A popular way of selling items in Second Life is coming to an end.
In the official blog today, Linden Lab announced that it will soon be banning sales through gacha machines in Second Life. The reason given was "Due to a changing regulatory climate."
Due to a changing regulatory climate, we’ve had to make the difficult decision to sunset a very popular sales mechanism for content in Second Life. It’s widely known as "gacha", and is defined by a chance-based outcome as a result of a payment.
We know that creators plan their content releases far in advance and will need to re-tool their products, so to mitigate the impact to those affected, we are giving a 30-day grace period, until midnight SLT on August 31. After that time, selling content via gacha machines will no longer be permitted in Second Life. Enforcement won’t start until September 1; after that date an Abuse Report for “Gaming Policy Violation” will be the preferred method of reporting this content to Linden Lab.
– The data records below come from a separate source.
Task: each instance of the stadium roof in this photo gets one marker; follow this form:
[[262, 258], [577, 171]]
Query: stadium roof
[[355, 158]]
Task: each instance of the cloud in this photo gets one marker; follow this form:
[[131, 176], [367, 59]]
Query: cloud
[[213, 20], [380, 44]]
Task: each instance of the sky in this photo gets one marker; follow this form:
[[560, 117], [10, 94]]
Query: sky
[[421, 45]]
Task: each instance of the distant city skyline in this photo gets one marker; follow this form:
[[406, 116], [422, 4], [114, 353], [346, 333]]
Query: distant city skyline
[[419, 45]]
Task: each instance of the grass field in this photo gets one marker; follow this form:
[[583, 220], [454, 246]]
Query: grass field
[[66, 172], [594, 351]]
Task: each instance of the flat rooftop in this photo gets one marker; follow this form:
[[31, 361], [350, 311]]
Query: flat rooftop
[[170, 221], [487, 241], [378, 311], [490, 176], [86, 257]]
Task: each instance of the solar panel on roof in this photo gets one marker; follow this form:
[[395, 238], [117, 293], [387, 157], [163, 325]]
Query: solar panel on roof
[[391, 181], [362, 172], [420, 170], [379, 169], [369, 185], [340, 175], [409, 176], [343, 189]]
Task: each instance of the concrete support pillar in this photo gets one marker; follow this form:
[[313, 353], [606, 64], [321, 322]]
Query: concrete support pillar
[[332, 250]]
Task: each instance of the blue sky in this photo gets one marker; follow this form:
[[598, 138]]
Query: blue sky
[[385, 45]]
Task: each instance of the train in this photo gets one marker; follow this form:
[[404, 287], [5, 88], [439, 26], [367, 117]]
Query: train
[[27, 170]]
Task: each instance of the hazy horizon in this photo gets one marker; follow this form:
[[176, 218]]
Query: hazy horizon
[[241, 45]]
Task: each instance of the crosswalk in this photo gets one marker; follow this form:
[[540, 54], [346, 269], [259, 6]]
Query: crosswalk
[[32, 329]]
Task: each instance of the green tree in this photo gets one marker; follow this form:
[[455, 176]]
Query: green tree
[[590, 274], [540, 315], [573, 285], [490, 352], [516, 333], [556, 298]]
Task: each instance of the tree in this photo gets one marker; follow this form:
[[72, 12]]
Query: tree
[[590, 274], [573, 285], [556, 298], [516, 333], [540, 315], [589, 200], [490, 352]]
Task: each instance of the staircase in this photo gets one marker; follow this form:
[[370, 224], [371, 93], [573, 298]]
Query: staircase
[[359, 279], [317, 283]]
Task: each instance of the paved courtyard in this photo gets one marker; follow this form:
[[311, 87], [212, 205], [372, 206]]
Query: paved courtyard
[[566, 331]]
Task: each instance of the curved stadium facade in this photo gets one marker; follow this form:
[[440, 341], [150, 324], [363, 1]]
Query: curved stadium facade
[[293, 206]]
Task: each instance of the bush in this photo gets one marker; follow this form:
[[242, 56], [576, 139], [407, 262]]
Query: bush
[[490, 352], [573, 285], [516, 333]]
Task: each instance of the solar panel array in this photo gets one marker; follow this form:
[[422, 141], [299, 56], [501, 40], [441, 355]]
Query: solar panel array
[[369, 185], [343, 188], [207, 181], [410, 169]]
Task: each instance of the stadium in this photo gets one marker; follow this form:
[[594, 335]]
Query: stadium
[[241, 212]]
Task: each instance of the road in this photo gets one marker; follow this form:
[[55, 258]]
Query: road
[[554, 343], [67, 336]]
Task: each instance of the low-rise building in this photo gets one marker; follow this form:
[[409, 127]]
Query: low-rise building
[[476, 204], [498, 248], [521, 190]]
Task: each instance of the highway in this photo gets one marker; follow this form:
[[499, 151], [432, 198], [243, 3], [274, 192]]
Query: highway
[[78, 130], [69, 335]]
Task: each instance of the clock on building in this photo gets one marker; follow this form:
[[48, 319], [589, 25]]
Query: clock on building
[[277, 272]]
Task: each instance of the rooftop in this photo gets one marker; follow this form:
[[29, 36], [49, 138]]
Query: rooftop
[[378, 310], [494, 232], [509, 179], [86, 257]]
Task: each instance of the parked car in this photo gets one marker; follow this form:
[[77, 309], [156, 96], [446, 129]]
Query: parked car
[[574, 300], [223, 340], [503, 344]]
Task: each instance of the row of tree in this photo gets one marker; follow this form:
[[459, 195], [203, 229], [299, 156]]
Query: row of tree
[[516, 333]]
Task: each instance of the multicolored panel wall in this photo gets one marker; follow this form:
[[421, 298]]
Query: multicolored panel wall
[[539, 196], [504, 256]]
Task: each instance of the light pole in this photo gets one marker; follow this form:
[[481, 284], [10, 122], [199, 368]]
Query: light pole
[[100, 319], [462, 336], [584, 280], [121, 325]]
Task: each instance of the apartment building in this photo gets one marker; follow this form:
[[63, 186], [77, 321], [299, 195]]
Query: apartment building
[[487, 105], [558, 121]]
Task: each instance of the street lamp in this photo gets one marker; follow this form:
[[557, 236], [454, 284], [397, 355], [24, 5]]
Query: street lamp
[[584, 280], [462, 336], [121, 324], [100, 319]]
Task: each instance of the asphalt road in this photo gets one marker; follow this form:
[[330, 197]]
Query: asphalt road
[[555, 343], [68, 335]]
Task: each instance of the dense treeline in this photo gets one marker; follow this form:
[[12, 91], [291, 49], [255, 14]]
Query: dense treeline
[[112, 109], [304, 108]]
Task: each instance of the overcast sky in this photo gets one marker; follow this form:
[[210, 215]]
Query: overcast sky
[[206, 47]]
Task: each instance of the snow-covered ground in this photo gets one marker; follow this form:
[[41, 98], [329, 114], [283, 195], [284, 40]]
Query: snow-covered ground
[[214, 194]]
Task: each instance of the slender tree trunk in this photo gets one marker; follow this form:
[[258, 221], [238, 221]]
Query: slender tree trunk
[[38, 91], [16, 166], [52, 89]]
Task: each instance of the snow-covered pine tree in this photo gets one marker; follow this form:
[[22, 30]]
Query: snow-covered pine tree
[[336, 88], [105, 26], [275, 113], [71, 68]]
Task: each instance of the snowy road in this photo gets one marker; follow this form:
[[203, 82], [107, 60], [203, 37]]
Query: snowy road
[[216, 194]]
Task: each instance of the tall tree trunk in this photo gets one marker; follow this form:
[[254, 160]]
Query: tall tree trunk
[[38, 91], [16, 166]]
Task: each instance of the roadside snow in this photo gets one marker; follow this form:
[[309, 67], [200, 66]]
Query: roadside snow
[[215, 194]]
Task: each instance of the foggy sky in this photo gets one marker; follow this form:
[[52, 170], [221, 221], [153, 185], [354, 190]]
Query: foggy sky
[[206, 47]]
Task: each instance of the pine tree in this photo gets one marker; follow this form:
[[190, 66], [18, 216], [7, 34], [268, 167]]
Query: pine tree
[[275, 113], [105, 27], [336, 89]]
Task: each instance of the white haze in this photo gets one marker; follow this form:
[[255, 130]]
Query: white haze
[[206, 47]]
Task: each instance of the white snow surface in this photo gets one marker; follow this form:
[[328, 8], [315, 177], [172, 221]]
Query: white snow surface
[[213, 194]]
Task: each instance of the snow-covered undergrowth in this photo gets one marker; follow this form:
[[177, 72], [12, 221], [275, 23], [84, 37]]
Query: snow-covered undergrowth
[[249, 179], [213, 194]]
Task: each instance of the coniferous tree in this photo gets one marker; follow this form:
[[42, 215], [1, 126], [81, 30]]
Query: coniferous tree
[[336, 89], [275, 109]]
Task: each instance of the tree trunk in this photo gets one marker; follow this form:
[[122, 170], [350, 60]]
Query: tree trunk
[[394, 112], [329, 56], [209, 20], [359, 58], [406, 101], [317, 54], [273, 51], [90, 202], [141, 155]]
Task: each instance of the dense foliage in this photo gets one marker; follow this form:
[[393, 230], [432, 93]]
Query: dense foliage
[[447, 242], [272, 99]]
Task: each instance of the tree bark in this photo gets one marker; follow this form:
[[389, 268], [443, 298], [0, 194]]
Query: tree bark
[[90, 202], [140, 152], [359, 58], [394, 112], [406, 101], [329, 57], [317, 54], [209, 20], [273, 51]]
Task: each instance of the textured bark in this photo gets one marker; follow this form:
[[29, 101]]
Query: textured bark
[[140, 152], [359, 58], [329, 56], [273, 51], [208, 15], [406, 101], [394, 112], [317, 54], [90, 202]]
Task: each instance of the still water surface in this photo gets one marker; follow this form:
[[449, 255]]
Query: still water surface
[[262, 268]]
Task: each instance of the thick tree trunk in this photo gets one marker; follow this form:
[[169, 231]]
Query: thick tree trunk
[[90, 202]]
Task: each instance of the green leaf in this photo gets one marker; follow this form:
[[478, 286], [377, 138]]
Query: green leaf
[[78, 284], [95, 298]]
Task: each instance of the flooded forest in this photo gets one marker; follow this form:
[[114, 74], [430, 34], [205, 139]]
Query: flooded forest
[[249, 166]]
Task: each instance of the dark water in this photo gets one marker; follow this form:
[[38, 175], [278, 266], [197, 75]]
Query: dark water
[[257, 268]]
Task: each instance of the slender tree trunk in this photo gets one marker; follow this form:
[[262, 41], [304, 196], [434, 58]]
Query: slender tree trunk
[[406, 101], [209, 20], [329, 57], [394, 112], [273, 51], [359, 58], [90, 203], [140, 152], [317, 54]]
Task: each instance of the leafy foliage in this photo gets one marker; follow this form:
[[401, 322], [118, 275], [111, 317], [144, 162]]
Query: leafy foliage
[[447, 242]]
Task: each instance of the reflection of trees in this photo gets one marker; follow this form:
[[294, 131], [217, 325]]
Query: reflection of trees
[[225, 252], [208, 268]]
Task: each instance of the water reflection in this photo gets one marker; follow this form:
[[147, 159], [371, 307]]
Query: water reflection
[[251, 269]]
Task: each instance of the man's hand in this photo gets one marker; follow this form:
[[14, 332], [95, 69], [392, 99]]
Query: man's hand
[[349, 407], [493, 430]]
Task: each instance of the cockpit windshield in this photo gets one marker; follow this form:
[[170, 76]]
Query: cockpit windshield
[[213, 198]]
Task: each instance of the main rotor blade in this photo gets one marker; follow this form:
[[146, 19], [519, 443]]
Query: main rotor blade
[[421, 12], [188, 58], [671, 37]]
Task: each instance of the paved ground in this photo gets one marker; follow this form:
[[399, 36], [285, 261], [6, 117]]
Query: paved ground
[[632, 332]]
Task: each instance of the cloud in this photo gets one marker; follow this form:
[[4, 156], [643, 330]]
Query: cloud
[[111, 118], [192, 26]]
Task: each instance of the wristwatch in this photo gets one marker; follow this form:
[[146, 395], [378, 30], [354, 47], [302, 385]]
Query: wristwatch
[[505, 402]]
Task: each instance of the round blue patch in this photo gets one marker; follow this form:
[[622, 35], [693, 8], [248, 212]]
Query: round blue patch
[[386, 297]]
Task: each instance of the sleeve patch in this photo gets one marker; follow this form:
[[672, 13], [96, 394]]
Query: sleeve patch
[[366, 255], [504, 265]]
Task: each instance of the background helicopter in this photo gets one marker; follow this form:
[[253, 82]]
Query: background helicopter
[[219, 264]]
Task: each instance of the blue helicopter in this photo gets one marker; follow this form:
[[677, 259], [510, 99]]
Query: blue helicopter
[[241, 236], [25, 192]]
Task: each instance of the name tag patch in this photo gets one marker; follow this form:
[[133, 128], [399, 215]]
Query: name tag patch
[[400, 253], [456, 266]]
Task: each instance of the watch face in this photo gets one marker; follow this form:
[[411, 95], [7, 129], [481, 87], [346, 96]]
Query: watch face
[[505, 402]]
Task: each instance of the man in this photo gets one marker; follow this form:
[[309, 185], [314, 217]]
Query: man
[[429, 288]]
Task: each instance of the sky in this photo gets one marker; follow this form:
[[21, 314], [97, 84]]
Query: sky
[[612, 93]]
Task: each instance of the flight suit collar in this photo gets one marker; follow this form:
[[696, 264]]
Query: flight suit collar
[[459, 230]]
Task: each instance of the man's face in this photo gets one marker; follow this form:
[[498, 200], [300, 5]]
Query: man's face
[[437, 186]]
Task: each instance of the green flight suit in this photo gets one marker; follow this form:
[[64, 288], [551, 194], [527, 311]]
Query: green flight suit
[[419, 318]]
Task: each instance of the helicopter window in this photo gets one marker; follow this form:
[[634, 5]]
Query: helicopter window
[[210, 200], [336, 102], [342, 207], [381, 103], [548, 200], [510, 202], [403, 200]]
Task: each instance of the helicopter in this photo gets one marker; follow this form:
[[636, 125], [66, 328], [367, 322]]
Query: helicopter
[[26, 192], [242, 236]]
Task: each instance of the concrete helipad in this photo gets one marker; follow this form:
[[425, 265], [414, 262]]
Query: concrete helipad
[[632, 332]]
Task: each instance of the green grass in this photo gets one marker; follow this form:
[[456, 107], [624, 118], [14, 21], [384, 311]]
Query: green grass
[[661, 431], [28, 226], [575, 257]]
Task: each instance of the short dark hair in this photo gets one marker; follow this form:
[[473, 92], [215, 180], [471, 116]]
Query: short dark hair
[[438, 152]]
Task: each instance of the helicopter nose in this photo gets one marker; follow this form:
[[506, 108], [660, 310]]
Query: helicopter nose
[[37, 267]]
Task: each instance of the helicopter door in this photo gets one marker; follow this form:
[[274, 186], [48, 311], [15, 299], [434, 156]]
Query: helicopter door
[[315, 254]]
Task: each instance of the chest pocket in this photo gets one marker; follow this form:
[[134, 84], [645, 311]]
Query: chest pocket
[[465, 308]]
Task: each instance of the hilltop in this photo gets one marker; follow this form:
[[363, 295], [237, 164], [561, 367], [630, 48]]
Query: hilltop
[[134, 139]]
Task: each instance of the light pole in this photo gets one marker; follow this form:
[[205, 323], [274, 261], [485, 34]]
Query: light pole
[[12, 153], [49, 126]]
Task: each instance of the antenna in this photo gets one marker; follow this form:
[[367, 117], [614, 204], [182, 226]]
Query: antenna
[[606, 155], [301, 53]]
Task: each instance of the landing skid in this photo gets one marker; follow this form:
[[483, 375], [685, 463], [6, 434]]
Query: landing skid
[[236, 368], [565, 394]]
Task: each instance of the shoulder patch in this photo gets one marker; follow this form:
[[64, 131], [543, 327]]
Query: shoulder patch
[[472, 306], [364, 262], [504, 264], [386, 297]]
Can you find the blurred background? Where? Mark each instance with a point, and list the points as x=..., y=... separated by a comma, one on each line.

We will continue to allow any sales where a payment is given for a known item, which means that items that had been purchased as “gacha” will be allowed to be re-sold as long as the buyer knows in advance the item and quantity they will receive. We will, of course, still allow fatpacks, and any other currently-allowed distribution mechanisms.
We did not make this decision lightly and we understand that it will impact creators as well as event organizers and certainly the shoppers! We look forward to fun creative ways of engagement that will come instead.
Probably most familiar with shopping in Second Life knows about gachas. Based on Japanese gashapon games, they've become very popular in Second Life. The way it works is a machine gives one of a number of items listed at random, often with one or more listed as uncommon or rare. Events such as the Arcade and the Gacha Guild have sprung up selling items through only gacha machines. While highly popular, this method of shopping has also been criticized, notably by those calling it a form of gambling.
The ban does not apply to the reselling of gacha items, which has also gotten a following in Second Life, with groups for the selling and trading of them.
This move will no doubt have a big impact on Second Life, as well as be the target of much criticism (and praise from gacha's critics).
The Lab created a thread on the forums about the upcoming ban and invited discussion, and already people are responding, both opposing the ban, supporting it, and asking questions.